In both Fig. 4(c) and Fig. (d) the sharply resolved features are superimposed on diffuse but periodic background emission which extends over the whole emission band. This can arise from first order diffraction of the high order cavity modes, which have a closely spaced values and hence will give rise to diffuse yet periodic enhancement of the emission, or from second order diffractive interaction between the lower order modes and the PQC. The former is the favoured explanation as the reflectance measurements show that the decoupling of the lower buffer layer cavity is incomplete despite the 1.2 µm height and large air fraction of the PQC. Work is ongoing to clarify this.
In summary, it is shown that a wide range of trapped modes can make a significant contribution to the light extracting properties of a buried photonic crystal inserted in a LED even in thin-chip structures.
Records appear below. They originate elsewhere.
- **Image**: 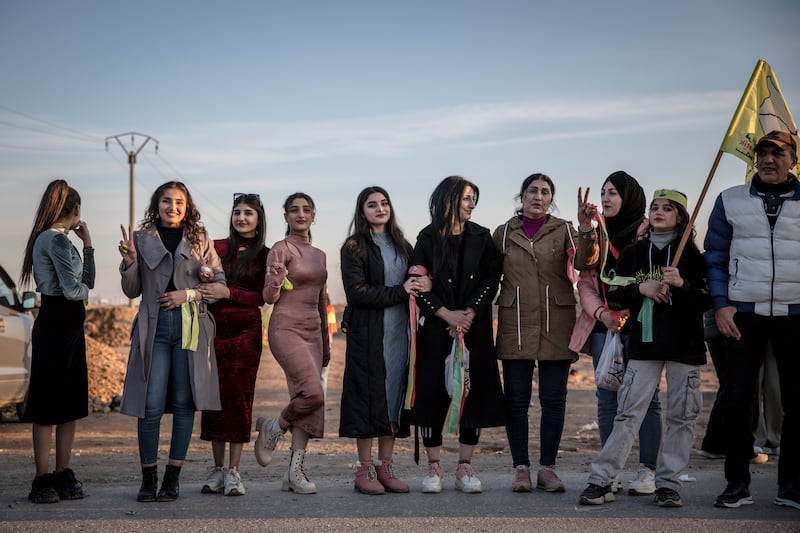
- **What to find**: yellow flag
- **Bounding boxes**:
[720,59,800,180]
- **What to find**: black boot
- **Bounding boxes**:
[136,465,158,502]
[53,468,84,500]
[157,465,181,502]
[28,474,59,503]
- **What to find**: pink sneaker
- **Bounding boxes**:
[375,459,409,493]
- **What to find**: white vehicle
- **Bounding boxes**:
[0,266,36,417]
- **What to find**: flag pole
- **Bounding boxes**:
[661,150,724,294]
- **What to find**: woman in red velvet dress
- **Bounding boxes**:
[199,193,269,496]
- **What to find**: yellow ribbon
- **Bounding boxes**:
[181,289,200,351]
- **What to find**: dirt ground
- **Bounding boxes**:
[0,308,721,500]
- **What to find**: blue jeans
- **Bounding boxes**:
[592,333,663,470]
[503,359,572,466]
[137,309,195,465]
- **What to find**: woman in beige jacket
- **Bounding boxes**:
[119,181,225,502]
[494,174,595,492]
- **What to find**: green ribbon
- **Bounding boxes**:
[636,296,655,342]
[603,276,655,342]
[181,301,200,352]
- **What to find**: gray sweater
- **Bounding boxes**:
[33,227,94,300]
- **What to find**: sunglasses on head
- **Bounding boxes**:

The authors wish to acknowledge support for this work from the UK Technology Strategy Board via contract DTI Project No: TP K2522J “NoveLELS” and from EPSRC via grant EP/I012591/1 “Lighting the Future”.
Dr. Philip Shields received his D.Phil in Physics from the University of Oxford, UK, in 2001. In 2004 he joined the wide band-gap semiconductor group at the University of Bath, and in 2012 he was appointed lecturer in the Electronic Engineering Department. He is involved in the growth and fabrication of III-nitride devices mainly for optoelectronic applications, with a particular focus on the use of nanostructures to improve device performance.
Duncan Allsopp is a Reader at the University of Bath, UK. He is a past Royal Academy of Engineering/Leverhulme Trust senior research fellow, and previously worked at Ferranti Electronics and British Telecom Research Laboratories. He currently leads the III-nitride research group at Bath.